Maybe some music from the Foo Fighters would help.
Try this on:
Helloooooooooooo, Tiger (lily)!
“It that… is that a UFO”?
“Is it an object?”
“Uhh… yes?”
“Is it flying?”
“Yesss…?”
“Can you identify it?”
“No.”
“Then it is, by definition, an unidentified flying object.”
“…oh.”
“You saw flashing lights moving in and out over the airport and you called them *unidentified* flying objects?”
My wife has a PhD in astronomy and astrophysics. She operates a 3.5 meter telescope. That’s pretty much the answer she gives people. Just because it’s a UFO doesn’t mean it’s extraterrestrial.
(and my reply was supposed to be on D. Walker’s comment, not yours, Robert)
We all get the gist of it.
It’s pretty hard to identify planes at night. The writing on the tail is small and in a bad location for an observer on the ground, even during the day. (Though I guess with commercial flights, you could ID passing planes at midnight without going outside, as long as you had a web browser.)
I once had a friend who insisted on the “ufo=aliens” thing. I used to throw random objects at his back and then explain that aliens were, by his definition, at fault.
Reminds me of the story that Frank Herbert once said on a panel “Yes, I believe in unidentified flying objects.
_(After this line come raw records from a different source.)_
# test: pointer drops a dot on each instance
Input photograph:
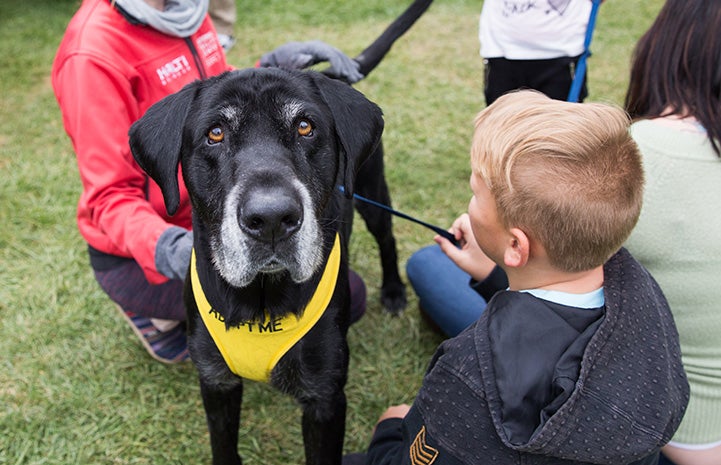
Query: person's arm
(388, 440)
(98, 107)
(469, 256)
(300, 55)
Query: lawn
(75, 385)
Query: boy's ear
(518, 249)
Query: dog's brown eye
(305, 129)
(216, 135)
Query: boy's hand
(469, 257)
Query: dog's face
(262, 153)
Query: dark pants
(552, 77)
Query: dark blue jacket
(533, 382)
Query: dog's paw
(393, 298)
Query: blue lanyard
(575, 91)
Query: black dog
(263, 152)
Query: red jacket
(106, 74)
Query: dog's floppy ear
(358, 124)
(156, 141)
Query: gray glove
(299, 55)
(172, 252)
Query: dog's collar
(252, 349)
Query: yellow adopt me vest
(251, 349)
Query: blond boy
(578, 360)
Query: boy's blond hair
(567, 174)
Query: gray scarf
(181, 18)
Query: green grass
(75, 385)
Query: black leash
(436, 229)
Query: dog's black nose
(270, 216)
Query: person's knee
(420, 262)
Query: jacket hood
(631, 391)
(628, 399)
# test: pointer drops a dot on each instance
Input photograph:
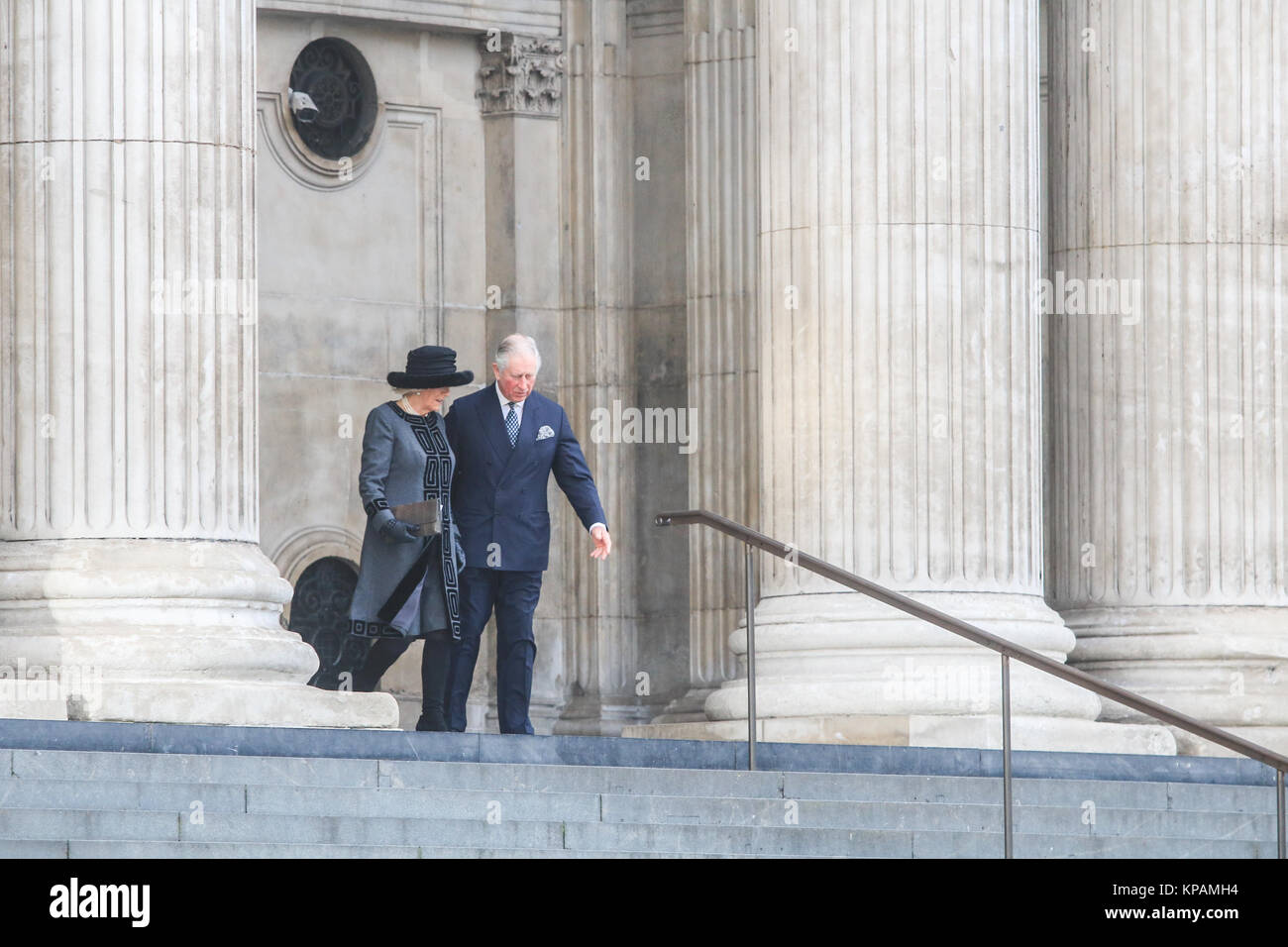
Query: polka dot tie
(511, 424)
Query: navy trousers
(514, 598)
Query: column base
(1224, 665)
(592, 716)
(160, 631)
(687, 709)
(844, 668)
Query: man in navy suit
(507, 440)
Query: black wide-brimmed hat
(430, 367)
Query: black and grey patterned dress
(406, 459)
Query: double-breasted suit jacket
(500, 492)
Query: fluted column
(1168, 517)
(595, 356)
(128, 367)
(900, 386)
(720, 88)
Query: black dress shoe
(430, 723)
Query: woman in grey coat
(407, 582)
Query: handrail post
(751, 660)
(1008, 828)
(1279, 812)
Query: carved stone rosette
(520, 75)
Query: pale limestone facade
(819, 228)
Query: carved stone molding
(520, 75)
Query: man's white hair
(516, 343)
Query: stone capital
(520, 75)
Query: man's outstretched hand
(603, 543)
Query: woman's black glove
(398, 531)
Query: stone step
(189, 799)
(492, 777)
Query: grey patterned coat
(404, 459)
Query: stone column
(128, 368)
(900, 377)
(1167, 320)
(595, 355)
(720, 84)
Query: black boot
(433, 678)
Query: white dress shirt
(518, 411)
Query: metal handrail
(1008, 650)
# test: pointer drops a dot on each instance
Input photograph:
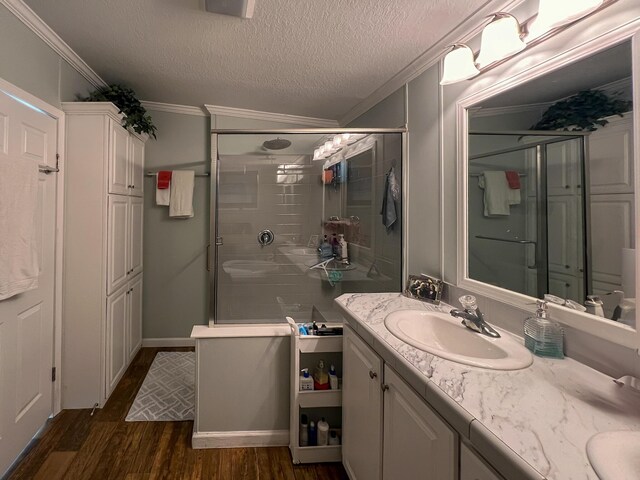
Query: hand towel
(19, 263)
(181, 203)
(496, 193)
(513, 179)
(391, 191)
(163, 193)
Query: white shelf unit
(314, 399)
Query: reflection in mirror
(551, 187)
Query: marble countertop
(545, 413)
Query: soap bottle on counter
(321, 377)
(306, 382)
(543, 336)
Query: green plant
(582, 111)
(135, 115)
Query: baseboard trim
(253, 438)
(168, 342)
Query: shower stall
(275, 195)
(541, 243)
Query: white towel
(19, 266)
(163, 196)
(181, 203)
(497, 194)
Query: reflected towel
(163, 191)
(181, 203)
(497, 194)
(19, 264)
(391, 192)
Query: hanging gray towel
(391, 195)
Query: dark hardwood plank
(76, 446)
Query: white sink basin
(444, 336)
(615, 455)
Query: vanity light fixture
(553, 14)
(459, 65)
(501, 38)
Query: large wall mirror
(550, 188)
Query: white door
(361, 409)
(136, 208)
(136, 165)
(135, 316)
(27, 319)
(119, 181)
(117, 313)
(417, 443)
(118, 241)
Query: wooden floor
(75, 445)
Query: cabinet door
(118, 241)
(472, 467)
(136, 166)
(119, 170)
(116, 351)
(417, 443)
(361, 409)
(136, 208)
(134, 318)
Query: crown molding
(469, 28)
(51, 38)
(270, 116)
(173, 108)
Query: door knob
(265, 237)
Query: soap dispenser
(543, 336)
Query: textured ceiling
(315, 58)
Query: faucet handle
(468, 302)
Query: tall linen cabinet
(102, 275)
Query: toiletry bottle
(543, 336)
(325, 248)
(321, 377)
(323, 433)
(333, 378)
(306, 382)
(313, 439)
(304, 431)
(344, 255)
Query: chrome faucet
(472, 317)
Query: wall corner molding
(27, 16)
(270, 116)
(174, 108)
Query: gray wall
(433, 181)
(175, 276)
(29, 63)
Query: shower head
(276, 144)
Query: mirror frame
(617, 333)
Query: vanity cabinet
(102, 282)
(414, 441)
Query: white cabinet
(472, 467)
(102, 304)
(415, 441)
(126, 161)
(361, 410)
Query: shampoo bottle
(543, 336)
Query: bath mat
(168, 391)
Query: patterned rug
(168, 391)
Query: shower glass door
(272, 206)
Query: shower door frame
(216, 241)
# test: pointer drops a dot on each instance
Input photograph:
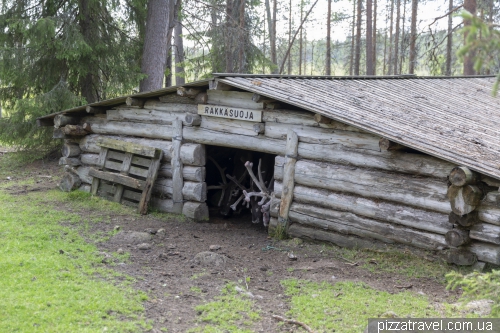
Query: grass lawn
(52, 279)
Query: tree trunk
(274, 57)
(369, 36)
(374, 40)
(357, 53)
(300, 37)
(229, 36)
(88, 86)
(402, 47)
(242, 38)
(272, 35)
(389, 62)
(396, 38)
(328, 65)
(470, 6)
(155, 45)
(351, 62)
(449, 39)
(290, 37)
(413, 36)
(179, 52)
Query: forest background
(58, 54)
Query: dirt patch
(176, 282)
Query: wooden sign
(229, 112)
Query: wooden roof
(453, 118)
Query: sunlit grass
(52, 279)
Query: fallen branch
(292, 321)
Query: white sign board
(229, 112)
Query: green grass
(230, 312)
(395, 261)
(52, 279)
(346, 306)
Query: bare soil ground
(168, 274)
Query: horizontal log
(399, 162)
(190, 191)
(467, 220)
(197, 211)
(464, 199)
(375, 209)
(352, 224)
(61, 120)
(137, 102)
(89, 159)
(457, 237)
(386, 144)
(314, 135)
(420, 192)
(233, 98)
(69, 182)
(118, 178)
(85, 188)
(489, 213)
(493, 198)
(153, 116)
(460, 257)
(176, 99)
(490, 181)
(486, 232)
(75, 130)
(191, 153)
(303, 118)
(485, 252)
(232, 126)
(462, 175)
(96, 109)
(72, 161)
(350, 242)
(188, 92)
(70, 150)
(192, 173)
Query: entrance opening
(233, 192)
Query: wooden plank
(117, 178)
(236, 99)
(136, 160)
(191, 153)
(124, 170)
(232, 126)
(129, 147)
(177, 179)
(222, 111)
(288, 175)
(150, 180)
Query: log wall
(348, 187)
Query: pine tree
(78, 49)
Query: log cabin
(358, 161)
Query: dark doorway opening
(233, 194)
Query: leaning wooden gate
(127, 172)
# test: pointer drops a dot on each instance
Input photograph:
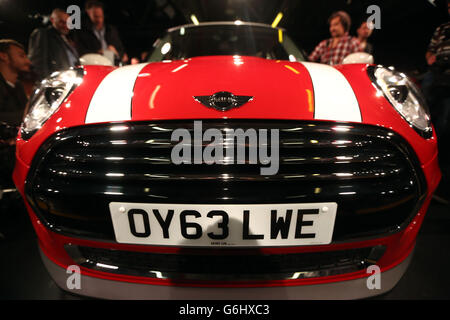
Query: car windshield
(225, 39)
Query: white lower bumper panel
(107, 289)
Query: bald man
(52, 49)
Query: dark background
(406, 26)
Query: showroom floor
(23, 276)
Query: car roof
(226, 23)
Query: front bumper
(111, 289)
(103, 284)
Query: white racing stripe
(112, 99)
(334, 98)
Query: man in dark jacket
(51, 49)
(13, 61)
(97, 37)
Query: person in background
(13, 100)
(52, 49)
(333, 50)
(436, 82)
(97, 37)
(363, 34)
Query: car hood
(278, 90)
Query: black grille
(369, 171)
(226, 264)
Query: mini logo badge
(223, 100)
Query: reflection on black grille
(369, 171)
(226, 265)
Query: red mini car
(227, 167)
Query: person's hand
(9, 142)
(113, 49)
(431, 59)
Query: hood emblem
(223, 100)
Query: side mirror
(358, 57)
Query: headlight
(404, 97)
(47, 98)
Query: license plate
(243, 225)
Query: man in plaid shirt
(333, 51)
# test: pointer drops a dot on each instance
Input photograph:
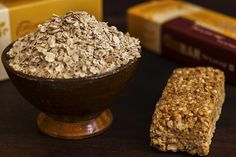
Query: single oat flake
(75, 45)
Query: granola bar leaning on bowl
(186, 114)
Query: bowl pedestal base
(74, 130)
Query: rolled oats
(75, 45)
(186, 114)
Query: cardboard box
(20, 17)
(187, 33)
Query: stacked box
(186, 33)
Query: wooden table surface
(132, 111)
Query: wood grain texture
(129, 133)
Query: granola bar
(186, 114)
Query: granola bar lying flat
(186, 114)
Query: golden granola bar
(186, 114)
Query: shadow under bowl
(72, 108)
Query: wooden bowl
(71, 108)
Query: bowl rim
(35, 78)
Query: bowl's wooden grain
(71, 100)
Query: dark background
(132, 111)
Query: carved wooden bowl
(72, 108)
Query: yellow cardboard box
(20, 17)
(186, 33)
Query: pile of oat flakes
(73, 46)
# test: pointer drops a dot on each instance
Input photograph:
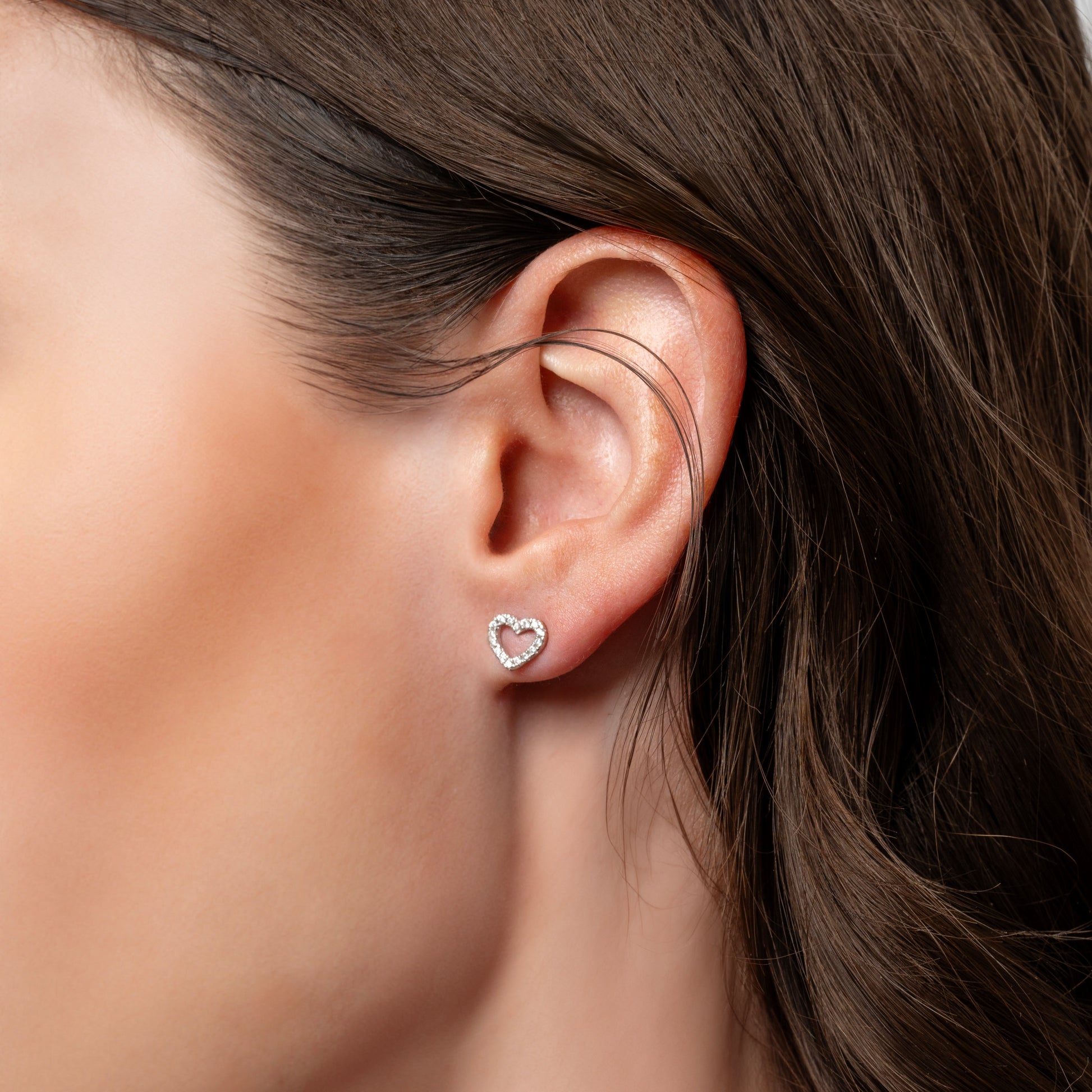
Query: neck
(614, 974)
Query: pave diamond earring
(518, 626)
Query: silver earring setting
(518, 626)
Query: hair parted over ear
(886, 655)
(651, 342)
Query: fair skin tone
(273, 816)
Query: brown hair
(889, 647)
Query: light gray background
(1085, 7)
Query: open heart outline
(518, 626)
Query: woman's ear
(582, 486)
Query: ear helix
(518, 626)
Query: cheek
(223, 768)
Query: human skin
(271, 813)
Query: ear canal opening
(505, 529)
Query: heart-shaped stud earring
(518, 626)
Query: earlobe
(589, 432)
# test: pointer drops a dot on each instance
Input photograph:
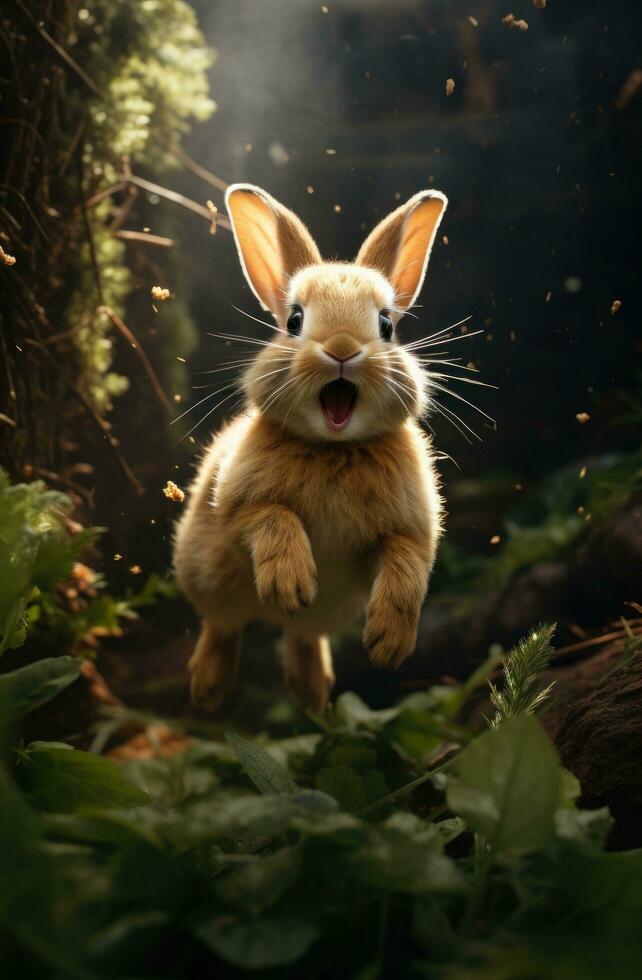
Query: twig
(594, 641)
(60, 51)
(142, 356)
(103, 195)
(197, 169)
(177, 198)
(113, 442)
(143, 236)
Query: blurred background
(123, 119)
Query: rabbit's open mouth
(337, 401)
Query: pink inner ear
(417, 236)
(256, 232)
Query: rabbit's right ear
(271, 241)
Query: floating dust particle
(629, 90)
(173, 492)
(511, 22)
(213, 210)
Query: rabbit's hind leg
(308, 672)
(213, 666)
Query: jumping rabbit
(320, 500)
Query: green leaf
(507, 785)
(28, 688)
(268, 775)
(64, 780)
(405, 854)
(257, 882)
(588, 829)
(345, 785)
(253, 944)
Please don’t hear that as anything else.” And, of course, everyone did.
I saw a UFO in broad daylight once! It was big, square and silvery, and it wasn’t a spaceship unless the pilot was really, really drunk.
I didn’t see one once.
It manifested as a stationary cloud at very low altitude on an otherwise cloudless day.
The wind was strong out of the south, as it often is in North Central Oklahoma.
I say I didn’t see it because most people don’t classify a cloud as an “object”.
If you could identify it as a cloud, then it’s not exactly “unidentified”. It could, however, be misindentified.
Hence why they -didn’t- see one once.
A ufnord?
It’s been said that they have ray guns that zap you and make you forget you’ve seen them, so if you’ve never seen one you probably see them all the time.
If they have ray guns that zap people and make them forget, where did the stories about the ray guns come from, I wonder?
Half the time I see “UFO” I want to sound it out as ” oofow”
The other half I read it like a normal person
“I am a You-Foe. Is that the correct pronunciation?”
If you can’t identify it, and you can’t touch it, then you can’t be confident that it is an object. “Unidentified Aerial Image” would be more appropriate.
Conversely, you don’t need to know where it came from to identify it (though it helps).
Took them on board, boat and all.
anal Probe reference in: 3, 2, 1…
I don’t think Tigerlily would probe Renard.
Pretty sure Whimsycorp would, though.
Really #12? Better than a feather coated T-Rex named Fluffy?